You may have a good dog there. But, if you are serious about having an LGD, you need to make sure you are getting a puppy from guarding stock, and that the puppy has been with or exposed to the preferred stock. If you got a 14 week old LGD you can get him to guard your livestock (there are a couple of ways to bond the puppy to the livestock). Read the other posts and you will see that getting a healthy puppy is important, as is getting one with the right instinct, and having been exposed to the livestock. 

Again, not saying you might not have a good addition to your farm, but don't be disappointed if he doesn't turn out to be a good guardian.


----------



## solas4me (Apr 27, 2012)

Maura - Thank you for your post. This dog has been exposed to sheep, he was raised with lambs on the farm that we got him from. The owners are relocating and are unable to take their sheep, thus they wanted to find a home for the dog. 

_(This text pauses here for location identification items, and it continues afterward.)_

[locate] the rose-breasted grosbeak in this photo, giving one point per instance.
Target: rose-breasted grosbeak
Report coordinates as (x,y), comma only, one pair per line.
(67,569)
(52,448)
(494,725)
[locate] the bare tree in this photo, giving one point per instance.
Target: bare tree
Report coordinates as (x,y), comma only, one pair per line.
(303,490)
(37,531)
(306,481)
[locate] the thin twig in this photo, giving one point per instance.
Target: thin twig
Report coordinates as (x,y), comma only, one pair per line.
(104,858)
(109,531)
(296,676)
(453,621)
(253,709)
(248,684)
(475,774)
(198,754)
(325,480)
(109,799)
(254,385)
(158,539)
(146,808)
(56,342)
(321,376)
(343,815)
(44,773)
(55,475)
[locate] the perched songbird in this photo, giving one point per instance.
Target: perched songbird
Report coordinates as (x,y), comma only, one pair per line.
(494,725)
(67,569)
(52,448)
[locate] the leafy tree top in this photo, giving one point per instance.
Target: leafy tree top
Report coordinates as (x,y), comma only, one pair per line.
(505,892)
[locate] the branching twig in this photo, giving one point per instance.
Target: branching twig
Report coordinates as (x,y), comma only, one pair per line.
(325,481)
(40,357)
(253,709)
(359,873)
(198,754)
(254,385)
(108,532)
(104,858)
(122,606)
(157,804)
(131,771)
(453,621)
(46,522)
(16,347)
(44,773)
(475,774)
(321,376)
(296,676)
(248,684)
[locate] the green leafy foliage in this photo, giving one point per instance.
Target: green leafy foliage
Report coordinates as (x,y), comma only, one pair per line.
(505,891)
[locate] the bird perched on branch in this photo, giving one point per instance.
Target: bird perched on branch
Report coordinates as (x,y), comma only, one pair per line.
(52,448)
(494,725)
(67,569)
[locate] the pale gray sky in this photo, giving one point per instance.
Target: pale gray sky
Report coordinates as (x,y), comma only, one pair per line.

I will certainly be cautious in the training, not wanting to be overly harsh. I have trained many types and breeds of dogs for various purposes, I just haven't trained a dog for this specific task. I do appreciate everyone's thoughtful input on this topic.

Justin


----------



## solas4me (Apr 27, 2012)

Here is a picture of Scout: Taken at his previous home..


----------



## anita_fc (May 24, 2008)

I would advise starting back at the beginning as if he were a little pup. I always start a pup in a pen within the livestock area so the dog and critters can get acquainted. Even if a dog has been with sheep before, these are different sheep and he is bound to be curious about them. If they meet in an open pasture and the pup tries to investigate the sheep, the sheep may start running and trigger a chase.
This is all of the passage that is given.